The central source for MT's first novel is obviously the childhood of Sam Clemens. But both Tom Sawyer the boy and Tom Sawyer the book are imaginatively dependent on texts. It is chiefly from books -- about Robin Hood, pirates, robbers -- that Tom gets his ideas about what and how to play. Tom is a very literal-minded reader, who goes devoutly by the book. As long, that is, as the book is not the Bible, but a romance of some kind. MT, on the other hand, is a realist re-writer. Although he accepted Howells' argument that Tom should be marketed as a "boys' book," and although generations of kids have enjoyed it as one, he wrote it more as a genial burlesque or parody of contemporary children's fiction.

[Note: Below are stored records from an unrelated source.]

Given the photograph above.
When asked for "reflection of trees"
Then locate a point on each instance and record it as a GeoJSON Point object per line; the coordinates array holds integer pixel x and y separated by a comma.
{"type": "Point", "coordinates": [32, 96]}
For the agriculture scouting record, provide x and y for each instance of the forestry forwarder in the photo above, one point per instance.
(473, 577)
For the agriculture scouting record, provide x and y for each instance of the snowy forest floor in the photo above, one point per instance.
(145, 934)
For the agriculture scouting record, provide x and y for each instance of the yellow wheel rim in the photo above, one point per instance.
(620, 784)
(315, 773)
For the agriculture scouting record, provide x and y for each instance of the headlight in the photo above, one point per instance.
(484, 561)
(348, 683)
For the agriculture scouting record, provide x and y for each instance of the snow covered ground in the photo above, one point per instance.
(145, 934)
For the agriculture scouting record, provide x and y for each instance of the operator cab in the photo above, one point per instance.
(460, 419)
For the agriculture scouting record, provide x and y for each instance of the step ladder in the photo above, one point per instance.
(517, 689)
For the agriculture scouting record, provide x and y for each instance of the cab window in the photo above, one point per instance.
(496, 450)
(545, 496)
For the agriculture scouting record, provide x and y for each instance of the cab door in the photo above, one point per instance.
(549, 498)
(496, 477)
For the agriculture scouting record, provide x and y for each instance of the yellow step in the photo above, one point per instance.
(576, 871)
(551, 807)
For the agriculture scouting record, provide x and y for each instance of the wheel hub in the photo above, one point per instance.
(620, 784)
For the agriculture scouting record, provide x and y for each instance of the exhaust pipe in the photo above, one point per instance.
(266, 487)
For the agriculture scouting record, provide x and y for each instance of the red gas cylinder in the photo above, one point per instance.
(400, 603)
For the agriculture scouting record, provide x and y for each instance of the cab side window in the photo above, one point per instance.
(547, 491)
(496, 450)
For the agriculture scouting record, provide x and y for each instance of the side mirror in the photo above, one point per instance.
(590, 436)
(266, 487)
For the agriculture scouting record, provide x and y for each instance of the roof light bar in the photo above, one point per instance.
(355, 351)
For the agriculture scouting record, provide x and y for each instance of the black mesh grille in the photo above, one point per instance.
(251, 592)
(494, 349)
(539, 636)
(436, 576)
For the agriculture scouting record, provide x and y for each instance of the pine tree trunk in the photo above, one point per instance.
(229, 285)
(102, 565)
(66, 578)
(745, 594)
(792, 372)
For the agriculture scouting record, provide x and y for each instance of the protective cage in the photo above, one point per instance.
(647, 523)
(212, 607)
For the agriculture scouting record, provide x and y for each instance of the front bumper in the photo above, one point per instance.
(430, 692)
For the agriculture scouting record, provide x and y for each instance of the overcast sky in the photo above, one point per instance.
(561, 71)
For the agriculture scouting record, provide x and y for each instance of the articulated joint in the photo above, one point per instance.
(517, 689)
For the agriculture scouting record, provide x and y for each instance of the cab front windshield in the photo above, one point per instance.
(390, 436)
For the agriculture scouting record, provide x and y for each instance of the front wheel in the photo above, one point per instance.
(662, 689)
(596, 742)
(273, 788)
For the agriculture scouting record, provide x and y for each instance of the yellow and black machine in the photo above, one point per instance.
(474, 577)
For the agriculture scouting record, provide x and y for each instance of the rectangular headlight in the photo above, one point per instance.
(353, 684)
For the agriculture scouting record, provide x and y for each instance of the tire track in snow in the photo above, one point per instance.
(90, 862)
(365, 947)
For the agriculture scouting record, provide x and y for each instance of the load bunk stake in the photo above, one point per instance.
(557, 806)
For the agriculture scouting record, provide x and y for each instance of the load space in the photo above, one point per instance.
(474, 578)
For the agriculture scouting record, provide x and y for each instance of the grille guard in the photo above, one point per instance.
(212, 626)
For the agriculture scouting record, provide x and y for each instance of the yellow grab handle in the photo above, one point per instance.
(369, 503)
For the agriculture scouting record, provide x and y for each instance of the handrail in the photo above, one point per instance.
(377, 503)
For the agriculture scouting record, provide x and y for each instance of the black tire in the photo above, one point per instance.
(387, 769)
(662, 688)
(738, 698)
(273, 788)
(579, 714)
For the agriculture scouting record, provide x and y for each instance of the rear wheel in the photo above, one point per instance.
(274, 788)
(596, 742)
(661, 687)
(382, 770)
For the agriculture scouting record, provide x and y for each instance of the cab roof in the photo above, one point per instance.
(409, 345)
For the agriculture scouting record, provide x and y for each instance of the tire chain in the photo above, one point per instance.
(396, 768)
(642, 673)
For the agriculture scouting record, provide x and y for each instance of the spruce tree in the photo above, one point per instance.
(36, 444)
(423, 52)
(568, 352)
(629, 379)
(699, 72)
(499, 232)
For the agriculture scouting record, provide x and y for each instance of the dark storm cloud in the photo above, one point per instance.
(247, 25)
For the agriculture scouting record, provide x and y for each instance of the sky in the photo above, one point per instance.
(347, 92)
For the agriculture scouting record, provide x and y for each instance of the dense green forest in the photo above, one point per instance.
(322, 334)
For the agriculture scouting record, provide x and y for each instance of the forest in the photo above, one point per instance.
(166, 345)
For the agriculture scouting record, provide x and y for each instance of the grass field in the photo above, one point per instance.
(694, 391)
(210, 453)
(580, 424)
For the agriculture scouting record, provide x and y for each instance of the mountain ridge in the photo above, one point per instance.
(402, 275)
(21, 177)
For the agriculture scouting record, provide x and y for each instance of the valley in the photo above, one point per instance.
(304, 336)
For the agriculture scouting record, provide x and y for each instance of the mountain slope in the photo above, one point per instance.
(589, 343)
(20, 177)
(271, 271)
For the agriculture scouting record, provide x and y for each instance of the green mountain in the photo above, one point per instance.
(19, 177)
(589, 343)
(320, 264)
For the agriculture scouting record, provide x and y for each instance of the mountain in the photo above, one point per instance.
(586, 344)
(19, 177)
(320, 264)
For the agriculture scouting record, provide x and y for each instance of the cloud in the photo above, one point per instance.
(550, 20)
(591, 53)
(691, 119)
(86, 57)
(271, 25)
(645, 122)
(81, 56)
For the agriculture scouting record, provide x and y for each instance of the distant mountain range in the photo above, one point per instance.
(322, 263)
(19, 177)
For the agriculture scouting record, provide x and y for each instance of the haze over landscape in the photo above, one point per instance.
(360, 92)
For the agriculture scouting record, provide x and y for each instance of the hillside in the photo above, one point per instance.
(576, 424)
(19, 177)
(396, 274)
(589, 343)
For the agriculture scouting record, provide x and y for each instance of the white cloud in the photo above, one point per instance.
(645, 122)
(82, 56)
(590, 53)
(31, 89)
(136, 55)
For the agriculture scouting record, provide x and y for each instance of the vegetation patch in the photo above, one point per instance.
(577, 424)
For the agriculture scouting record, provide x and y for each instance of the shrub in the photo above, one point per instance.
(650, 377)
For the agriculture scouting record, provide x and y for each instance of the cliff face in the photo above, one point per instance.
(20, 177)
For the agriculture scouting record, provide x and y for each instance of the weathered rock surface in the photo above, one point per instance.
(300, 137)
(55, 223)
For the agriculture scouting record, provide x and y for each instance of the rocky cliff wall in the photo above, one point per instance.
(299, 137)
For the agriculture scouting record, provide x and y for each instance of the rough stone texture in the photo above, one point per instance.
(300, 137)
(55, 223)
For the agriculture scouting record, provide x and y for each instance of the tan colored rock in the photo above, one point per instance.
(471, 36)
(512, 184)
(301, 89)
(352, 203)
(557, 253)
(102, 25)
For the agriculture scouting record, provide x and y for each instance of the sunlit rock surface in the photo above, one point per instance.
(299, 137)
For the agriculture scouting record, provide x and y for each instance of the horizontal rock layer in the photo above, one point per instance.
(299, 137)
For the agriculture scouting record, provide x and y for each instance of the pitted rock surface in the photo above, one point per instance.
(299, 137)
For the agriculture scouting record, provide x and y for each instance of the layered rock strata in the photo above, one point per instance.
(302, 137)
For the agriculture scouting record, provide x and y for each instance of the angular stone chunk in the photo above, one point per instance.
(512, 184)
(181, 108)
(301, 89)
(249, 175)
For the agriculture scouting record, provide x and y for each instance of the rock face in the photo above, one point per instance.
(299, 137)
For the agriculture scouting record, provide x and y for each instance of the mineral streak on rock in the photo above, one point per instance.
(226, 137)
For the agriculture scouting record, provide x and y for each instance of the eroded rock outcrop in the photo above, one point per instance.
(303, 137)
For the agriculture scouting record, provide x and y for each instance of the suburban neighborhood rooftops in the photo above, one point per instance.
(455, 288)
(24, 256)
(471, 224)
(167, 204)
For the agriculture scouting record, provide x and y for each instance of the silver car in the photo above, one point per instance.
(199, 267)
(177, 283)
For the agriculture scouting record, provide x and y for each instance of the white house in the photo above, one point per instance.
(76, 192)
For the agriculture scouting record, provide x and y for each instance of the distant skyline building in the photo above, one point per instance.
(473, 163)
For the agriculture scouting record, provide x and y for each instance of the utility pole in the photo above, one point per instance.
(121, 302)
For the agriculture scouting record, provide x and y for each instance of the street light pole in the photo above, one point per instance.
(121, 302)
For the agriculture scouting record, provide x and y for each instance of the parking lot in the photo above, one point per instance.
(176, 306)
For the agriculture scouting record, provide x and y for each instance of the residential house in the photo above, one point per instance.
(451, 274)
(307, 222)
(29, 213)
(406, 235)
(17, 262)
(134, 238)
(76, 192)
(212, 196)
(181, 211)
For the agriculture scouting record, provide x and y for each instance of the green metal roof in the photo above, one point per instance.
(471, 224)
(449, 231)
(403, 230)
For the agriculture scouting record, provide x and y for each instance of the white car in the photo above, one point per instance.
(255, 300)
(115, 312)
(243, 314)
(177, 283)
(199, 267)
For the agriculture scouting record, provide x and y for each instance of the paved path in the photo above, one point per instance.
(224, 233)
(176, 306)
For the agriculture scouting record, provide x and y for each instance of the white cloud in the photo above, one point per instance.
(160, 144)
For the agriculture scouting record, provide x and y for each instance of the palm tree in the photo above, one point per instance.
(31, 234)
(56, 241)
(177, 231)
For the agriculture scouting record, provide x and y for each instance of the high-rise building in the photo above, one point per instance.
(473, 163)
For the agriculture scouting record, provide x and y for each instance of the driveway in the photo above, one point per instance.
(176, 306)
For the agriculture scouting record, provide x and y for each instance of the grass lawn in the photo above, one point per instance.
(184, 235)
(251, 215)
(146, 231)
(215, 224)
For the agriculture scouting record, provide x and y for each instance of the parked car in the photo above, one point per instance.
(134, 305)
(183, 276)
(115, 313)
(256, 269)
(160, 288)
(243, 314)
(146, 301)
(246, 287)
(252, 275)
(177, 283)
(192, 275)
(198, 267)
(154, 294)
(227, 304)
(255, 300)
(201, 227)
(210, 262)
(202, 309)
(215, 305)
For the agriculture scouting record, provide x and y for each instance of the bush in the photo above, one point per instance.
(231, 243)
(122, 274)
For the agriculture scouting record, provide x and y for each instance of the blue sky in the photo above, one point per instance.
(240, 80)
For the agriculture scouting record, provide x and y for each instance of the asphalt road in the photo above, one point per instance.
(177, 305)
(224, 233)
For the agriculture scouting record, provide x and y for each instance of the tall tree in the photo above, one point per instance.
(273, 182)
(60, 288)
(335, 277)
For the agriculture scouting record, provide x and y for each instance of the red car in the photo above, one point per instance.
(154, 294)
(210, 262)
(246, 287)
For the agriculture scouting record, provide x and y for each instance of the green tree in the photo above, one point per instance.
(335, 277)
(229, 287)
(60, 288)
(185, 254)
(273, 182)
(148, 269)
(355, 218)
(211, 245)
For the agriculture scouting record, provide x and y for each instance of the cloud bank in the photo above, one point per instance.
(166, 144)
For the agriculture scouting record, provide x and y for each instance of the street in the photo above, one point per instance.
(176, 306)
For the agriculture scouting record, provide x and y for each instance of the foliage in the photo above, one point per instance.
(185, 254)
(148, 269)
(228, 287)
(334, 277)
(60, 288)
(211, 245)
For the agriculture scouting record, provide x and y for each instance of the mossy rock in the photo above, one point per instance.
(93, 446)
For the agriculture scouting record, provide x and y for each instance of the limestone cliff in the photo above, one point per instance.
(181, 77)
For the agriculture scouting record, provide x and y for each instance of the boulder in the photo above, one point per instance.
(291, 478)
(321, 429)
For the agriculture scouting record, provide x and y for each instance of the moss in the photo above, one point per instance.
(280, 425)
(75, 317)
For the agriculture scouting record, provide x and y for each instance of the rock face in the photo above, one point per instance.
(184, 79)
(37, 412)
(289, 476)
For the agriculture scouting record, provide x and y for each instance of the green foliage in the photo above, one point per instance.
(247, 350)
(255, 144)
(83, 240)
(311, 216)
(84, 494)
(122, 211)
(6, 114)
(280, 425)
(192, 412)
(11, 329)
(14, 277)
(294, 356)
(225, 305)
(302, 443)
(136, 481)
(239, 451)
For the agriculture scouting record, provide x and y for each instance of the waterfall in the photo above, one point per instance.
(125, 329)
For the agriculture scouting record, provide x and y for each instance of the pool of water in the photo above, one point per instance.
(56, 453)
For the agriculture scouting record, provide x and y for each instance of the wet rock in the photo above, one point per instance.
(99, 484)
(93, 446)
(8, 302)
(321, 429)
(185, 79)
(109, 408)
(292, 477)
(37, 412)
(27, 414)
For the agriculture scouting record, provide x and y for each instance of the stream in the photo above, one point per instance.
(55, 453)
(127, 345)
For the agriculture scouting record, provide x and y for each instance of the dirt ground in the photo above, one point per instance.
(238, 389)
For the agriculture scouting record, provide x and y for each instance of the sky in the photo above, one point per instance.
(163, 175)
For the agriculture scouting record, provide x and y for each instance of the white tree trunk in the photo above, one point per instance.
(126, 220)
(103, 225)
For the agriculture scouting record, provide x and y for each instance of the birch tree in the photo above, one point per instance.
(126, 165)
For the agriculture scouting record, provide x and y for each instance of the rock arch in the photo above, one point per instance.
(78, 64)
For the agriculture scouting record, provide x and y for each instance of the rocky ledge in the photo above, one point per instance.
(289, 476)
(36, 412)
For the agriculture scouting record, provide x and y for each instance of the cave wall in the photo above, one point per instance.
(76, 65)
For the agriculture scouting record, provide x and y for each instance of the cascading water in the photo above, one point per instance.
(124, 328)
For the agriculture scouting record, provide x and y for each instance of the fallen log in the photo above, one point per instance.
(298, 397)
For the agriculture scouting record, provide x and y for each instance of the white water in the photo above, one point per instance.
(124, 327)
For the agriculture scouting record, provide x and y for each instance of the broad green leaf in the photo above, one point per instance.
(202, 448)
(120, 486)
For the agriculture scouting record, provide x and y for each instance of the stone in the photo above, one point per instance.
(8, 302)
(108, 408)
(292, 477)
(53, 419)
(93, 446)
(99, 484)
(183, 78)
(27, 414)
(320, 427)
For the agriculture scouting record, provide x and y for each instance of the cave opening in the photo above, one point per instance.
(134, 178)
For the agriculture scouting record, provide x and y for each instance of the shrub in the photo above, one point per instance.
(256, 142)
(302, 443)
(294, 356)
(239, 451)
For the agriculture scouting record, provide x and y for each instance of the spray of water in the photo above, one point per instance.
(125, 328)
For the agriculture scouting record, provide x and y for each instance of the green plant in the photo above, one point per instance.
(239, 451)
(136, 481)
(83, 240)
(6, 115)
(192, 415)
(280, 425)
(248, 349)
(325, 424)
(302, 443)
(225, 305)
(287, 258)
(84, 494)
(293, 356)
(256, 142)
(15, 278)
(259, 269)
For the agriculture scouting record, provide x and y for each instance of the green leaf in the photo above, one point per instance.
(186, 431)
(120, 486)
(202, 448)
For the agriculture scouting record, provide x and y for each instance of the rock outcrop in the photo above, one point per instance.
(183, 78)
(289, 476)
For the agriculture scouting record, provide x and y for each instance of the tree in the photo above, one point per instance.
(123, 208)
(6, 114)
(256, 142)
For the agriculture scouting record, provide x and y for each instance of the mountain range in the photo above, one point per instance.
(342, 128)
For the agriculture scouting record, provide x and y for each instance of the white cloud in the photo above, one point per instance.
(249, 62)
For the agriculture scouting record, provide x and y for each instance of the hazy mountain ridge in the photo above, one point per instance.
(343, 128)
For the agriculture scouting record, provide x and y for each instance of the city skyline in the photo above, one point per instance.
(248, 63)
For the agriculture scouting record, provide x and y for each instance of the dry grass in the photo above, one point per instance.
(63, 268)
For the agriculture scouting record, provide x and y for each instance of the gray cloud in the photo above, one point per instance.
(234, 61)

The other texts in this section have been chosen to contextualize that project. Two are earlier satires by MT himself on conventional stories about boys -- his "Bad Little Boy Who Did Not Come to Grief" (1865) and his "Good Little Boy Who Did Not Prosper" (1870). In them he refers explicitly to Sunday-School stories. I haven't included any examples from that genre, but both Alger's Ragged Dick (1868) and Louisa May Alcott's Little Women (1868) are didactic enough to suggest the sort of story MT was trying to re-write, in them and in Tom. The March girls go by the book, too -- but their book is Bunyan's Pilgrim's Progress.

The other two selections here are from books that have often been suggested as sources for Tom. American readers first met Mrs. Partington's nephew Ike in the late 1840s. Aldrich's Bad Boy, also named Tom, made his debut in 1869.